At 2:45 a.m. the next morning—August 6, 1945—the newly christened Enola Gay took to the South Pacific skies with 12 crew members and one Little Boy uranium bomb. Dick Jeppson, the electronics wiz from Carson City, was positioned in the forward pressurized compartment. Just days before, Navy Captain William “Deak” Parsons, a weapons officer, had voiced his concern that a crash during takeoff might detonate the bomb. So Little Boy had to be armed in the air—a job that fell to Parsons and Jeppson.
“Just after the plane took off,” recalls Jeppson, “he [Parsons] had me join him in the back of the bomb bay to connect some special wiring that had been left disconnected. That was one step of arming.” The second step, Jeppson explains, was to remove three test plugs that were inserted in the skin of the bomb and replace them with “live” plugs that would allow the firing signal to detonate the bomb. Once armed, the Enola Gay climbed above 30,000 feet and set a course for the Japanese mainland.
At 8:15 a.m., Tibbets and crew released Little Boy, 31,600 feet over Hiroshima, and immediately went into the hard right diving turn they’d practiced so many times in Wendover. Dick Jeppson didn’t have a window in the forward compartment, but he didn’t need one.
“The plane experienced a shockwave from the primary detonation,” Jeppson recalls. “There was a second shockwave a few seconds afterward. From my training, I realized that that was reflected shockwave from the ground, which proved that the bomb had, in fact, detonated at somewhere near the desired elevation above
the ground.”

Photos By Adam Finkle
Three days later, Major Charles Sweeney of the 509th piloted the B-29 Bockscar to Nagasaki, dropping the Fat Man bomb. Not long after the Japanese surrender, Tibbets returned to Wendover, where young Joe Badali and other members of the 216th Base Unit lined up to shake hands with the colonel. Badali remembers it well.
“He shook our hands and said, ‘Now when you meet someone, you can tell them, shake the hand, that shook the hand, that shook Japan.’ ”
The action in Wendover these days is on the Nevada side of the state line, where sprawling neon casinos and hotels blink seductively at travelers on Interstate 80. On the Utah side, the old airfield control tower stands watch over an assembly of buildings in various states of renovation including the cavernous, arched hangar at the east end of the airstrip—which once housed the gleaming Enola Gay, fresh off the assembly line.

Photo by Adam Finkle
On the other side of the country, the plane itself has been painstakingly restored and is on permanent display at the National Air and Space Museum near Washington D.C.
The Wendover Airfield is slowly being restored by the Historic Wendover Airfield Society, which
has preserved many of the barracks, hangars and support buildings where the crews lived in secrecy and trained for the atomic mission. The field’s restored service club is the main museum site and inside, on display is a replica of Little Boy—the bomb that changed the course of mankind, and once stirred Utah’s west desert into a frenzy of activity in a massive effort to end the war.
Utah at War
Utah developed into an important base for the U.S. Military at the onset of WWII. Its location was ideal for military planners, who after Pearl Harbor were justified in worry about Japanese attacks on the Western Coast. In 1941 Army Air Corps Gen. Henry H. Arnold set about diversifying military resources far into the nation’s interior and away from the reach of the Japanese Navy. Utah with its existing installations and highway and rail access became a prime location.
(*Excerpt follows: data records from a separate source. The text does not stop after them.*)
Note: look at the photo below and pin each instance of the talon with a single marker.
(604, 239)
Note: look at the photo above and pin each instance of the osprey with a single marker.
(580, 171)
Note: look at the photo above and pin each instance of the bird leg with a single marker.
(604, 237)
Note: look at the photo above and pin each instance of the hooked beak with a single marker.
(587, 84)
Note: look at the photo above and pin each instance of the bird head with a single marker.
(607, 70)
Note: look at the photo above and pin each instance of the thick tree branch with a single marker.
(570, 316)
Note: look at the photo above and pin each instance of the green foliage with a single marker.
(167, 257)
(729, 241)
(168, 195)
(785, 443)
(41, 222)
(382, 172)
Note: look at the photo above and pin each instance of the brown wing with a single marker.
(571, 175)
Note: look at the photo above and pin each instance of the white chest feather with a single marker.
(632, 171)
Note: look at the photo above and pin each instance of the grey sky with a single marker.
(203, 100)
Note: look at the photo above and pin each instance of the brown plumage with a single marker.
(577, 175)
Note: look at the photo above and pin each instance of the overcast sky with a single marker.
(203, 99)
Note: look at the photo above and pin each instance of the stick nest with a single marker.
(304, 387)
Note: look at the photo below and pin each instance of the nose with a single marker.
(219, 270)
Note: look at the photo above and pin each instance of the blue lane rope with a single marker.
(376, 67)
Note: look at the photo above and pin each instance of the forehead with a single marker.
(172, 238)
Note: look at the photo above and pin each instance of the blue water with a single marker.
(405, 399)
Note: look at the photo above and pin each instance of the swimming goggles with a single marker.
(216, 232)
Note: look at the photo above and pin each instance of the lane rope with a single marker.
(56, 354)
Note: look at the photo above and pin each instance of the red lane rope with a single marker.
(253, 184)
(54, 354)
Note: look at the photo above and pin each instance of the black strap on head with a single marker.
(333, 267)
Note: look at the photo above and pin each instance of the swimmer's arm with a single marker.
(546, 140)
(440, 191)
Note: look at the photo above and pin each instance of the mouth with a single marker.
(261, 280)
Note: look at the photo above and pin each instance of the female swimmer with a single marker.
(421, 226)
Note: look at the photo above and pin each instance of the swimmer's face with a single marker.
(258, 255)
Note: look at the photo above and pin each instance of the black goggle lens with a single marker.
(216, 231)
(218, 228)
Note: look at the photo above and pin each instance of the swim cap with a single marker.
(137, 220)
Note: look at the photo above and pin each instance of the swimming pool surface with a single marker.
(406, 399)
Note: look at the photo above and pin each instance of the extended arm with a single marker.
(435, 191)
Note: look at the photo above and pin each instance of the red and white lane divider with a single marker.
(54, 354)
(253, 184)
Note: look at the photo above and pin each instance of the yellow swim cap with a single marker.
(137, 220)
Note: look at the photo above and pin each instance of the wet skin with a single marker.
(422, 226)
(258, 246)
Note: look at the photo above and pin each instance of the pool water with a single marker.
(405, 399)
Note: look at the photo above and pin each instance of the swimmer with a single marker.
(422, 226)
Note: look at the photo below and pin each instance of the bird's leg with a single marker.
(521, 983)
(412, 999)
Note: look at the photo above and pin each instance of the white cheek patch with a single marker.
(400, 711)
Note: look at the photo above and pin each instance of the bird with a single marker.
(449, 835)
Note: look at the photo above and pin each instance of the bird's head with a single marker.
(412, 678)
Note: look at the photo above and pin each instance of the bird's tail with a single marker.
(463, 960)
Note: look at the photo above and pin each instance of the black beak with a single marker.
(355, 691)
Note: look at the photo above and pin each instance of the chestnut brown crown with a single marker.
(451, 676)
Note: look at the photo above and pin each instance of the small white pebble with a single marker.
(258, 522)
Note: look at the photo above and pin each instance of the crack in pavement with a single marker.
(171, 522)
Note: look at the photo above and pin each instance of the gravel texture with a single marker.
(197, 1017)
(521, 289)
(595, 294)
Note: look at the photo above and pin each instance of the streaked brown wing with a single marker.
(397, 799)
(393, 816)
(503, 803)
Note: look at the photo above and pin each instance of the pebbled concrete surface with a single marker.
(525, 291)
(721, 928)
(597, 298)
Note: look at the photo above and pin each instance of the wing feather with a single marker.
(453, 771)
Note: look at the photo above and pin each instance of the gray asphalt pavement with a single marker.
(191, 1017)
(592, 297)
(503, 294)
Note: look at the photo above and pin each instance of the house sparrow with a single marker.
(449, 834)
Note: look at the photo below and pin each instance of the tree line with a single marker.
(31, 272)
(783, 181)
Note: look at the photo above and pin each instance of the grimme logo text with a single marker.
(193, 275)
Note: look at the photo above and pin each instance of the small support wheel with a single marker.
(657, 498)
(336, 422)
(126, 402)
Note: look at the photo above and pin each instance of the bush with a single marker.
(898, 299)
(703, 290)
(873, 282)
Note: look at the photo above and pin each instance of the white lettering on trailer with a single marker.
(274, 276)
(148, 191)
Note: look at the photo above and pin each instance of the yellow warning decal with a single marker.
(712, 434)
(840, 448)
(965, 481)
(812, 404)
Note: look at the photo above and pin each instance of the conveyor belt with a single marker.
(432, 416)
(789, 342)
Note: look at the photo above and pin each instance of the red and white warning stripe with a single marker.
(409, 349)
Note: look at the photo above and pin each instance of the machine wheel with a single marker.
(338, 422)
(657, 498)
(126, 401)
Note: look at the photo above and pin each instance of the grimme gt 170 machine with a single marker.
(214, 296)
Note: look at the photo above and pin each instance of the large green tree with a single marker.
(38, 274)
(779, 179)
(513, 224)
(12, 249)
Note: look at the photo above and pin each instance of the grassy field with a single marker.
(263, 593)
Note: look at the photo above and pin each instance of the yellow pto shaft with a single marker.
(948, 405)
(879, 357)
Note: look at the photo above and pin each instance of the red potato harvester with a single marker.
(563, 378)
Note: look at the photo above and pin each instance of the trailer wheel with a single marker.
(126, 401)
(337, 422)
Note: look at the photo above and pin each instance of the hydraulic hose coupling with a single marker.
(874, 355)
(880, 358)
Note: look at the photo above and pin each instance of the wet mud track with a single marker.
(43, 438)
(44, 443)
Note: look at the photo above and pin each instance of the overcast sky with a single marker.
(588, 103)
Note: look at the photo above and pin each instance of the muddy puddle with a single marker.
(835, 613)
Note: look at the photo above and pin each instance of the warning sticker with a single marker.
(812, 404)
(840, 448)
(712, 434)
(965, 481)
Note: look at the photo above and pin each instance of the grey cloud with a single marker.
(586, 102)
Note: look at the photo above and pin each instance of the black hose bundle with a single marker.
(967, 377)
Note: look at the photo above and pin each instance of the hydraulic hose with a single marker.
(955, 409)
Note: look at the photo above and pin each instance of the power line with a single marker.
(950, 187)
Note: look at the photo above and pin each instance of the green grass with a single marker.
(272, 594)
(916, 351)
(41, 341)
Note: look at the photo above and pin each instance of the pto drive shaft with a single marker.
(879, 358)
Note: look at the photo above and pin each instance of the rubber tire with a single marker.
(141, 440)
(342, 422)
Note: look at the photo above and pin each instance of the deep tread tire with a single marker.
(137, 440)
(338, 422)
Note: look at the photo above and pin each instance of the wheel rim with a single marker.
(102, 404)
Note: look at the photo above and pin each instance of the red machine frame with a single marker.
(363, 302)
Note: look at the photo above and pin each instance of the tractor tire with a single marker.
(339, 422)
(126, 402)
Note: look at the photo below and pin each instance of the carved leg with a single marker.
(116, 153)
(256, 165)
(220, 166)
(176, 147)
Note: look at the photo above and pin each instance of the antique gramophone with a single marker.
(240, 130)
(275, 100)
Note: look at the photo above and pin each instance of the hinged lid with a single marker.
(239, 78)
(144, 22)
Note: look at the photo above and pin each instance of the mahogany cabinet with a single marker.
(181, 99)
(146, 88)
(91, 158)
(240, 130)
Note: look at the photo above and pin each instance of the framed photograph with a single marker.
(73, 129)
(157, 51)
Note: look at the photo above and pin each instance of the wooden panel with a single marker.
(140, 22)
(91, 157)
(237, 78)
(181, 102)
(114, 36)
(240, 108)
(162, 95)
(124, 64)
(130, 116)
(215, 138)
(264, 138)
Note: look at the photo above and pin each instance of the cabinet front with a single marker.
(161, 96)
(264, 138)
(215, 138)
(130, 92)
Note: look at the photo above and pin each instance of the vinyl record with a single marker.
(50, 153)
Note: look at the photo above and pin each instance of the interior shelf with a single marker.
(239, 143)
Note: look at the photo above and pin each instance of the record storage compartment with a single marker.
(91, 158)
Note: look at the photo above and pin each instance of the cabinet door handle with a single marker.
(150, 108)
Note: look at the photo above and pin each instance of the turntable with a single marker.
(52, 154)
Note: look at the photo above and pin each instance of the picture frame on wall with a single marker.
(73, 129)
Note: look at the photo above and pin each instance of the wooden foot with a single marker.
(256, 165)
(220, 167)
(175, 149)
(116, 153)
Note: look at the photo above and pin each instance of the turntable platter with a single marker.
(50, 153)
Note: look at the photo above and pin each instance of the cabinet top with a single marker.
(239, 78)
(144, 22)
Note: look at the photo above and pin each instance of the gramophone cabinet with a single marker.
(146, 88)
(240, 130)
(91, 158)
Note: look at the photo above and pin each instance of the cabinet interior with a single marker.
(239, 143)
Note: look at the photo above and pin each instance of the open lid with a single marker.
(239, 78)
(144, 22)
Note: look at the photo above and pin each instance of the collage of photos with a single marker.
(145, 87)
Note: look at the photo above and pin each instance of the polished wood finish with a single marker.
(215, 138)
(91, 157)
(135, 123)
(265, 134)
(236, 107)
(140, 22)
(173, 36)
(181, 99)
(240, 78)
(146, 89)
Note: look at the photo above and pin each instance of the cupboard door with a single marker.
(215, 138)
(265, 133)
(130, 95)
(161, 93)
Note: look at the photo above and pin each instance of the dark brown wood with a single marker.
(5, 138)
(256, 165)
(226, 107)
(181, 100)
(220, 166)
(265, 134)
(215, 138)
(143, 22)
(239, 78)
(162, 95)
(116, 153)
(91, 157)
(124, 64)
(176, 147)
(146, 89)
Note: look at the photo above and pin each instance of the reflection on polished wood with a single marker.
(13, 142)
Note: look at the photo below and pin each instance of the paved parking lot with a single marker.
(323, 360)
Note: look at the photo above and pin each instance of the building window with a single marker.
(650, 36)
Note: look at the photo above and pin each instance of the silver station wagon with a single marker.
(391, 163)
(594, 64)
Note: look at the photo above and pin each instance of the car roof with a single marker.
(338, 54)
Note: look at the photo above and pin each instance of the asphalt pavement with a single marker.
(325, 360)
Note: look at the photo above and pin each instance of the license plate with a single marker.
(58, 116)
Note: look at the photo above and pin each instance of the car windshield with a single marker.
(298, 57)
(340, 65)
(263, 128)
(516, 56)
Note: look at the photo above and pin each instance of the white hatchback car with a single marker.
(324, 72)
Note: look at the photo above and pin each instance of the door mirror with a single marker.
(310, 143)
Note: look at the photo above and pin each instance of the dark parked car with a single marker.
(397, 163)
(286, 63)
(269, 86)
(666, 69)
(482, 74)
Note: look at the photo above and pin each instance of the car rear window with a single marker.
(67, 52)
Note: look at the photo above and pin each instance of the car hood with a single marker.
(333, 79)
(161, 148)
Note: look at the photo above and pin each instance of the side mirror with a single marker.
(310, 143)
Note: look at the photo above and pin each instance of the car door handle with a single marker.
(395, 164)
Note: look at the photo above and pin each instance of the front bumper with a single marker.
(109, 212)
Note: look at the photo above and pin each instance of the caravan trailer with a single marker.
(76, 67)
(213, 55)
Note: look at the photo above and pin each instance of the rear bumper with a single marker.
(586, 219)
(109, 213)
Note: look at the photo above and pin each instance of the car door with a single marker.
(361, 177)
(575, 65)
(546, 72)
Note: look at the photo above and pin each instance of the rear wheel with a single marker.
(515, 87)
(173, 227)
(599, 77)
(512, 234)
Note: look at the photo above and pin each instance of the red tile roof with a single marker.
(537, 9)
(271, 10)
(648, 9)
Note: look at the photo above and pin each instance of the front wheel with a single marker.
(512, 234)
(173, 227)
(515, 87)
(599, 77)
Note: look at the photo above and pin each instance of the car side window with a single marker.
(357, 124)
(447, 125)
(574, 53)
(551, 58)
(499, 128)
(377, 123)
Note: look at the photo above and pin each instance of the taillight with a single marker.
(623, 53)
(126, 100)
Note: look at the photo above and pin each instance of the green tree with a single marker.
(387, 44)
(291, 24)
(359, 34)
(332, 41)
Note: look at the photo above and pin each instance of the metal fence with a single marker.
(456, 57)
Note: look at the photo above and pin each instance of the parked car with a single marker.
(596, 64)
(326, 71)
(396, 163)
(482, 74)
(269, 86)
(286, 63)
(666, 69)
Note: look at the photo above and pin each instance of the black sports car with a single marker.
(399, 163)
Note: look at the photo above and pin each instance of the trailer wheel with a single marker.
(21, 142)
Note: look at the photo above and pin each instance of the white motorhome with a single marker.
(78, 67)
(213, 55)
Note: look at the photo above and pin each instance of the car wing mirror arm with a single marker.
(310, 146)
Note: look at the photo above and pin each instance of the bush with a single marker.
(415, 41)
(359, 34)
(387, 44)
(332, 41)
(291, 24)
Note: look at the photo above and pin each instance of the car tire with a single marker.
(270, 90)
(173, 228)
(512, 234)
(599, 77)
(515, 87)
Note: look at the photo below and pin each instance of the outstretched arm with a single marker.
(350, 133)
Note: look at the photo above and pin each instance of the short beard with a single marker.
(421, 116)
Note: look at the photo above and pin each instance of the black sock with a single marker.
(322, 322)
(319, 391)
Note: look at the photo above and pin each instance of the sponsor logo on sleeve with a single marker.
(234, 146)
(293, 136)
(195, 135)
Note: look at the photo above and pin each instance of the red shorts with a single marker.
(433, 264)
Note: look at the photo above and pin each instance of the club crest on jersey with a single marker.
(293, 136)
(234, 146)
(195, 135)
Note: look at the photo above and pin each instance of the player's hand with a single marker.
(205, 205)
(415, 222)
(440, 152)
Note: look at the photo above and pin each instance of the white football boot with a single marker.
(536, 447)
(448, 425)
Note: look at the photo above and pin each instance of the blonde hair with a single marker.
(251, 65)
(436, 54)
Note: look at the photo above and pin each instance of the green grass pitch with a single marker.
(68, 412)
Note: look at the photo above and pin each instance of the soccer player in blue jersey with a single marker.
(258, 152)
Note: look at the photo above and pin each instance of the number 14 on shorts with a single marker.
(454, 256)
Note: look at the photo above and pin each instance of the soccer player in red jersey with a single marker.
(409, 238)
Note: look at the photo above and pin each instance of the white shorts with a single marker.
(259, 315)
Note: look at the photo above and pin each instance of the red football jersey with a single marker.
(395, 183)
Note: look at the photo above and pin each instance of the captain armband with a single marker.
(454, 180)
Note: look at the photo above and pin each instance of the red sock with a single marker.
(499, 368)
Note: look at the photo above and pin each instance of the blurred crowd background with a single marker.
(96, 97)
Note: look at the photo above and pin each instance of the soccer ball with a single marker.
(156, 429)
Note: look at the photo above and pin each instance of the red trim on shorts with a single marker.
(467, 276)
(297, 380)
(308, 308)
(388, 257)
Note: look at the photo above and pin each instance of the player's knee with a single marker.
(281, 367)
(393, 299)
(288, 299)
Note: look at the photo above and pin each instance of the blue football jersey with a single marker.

Photo Courtesy Utah State Historical Society
- Fort Douglas, which was built to house federal troops sent to Utah during the Civil War, was re-purposed as a processing center for U.S. Army recruits.
- The Ogden Arsenal, a weapon storage facility was built in 1921. It would become a manufacturing and shipping center during WWII.
- Hill Field, now Hill Air Force Base was established in 1940 but its beginnings were in 1934 as a mail supply relay. In 1940, the United States was supplying allies with weapons and support and quietly building up its own military power. Hill was a prime location to supply West Coast installations.
- Wendover was chosen over Hill Field for the B-29 training missions to deploy the world’s first atomic weapons for its remote location to maintain secrecy.
Source: Launius, Roger D., “World War II in Utah,” Utah History Encyclopedia (University of Utah Press, 1994)
The Darker Side of War in Utah
On Feb. 9, 1941, in the aftermath of the Japanese Attack on Pearl Harbor, President Franklin D. Roosevelt signed Executive Order 9066 which ordered the incarceration of nearly 120,000 Japanese-Americans.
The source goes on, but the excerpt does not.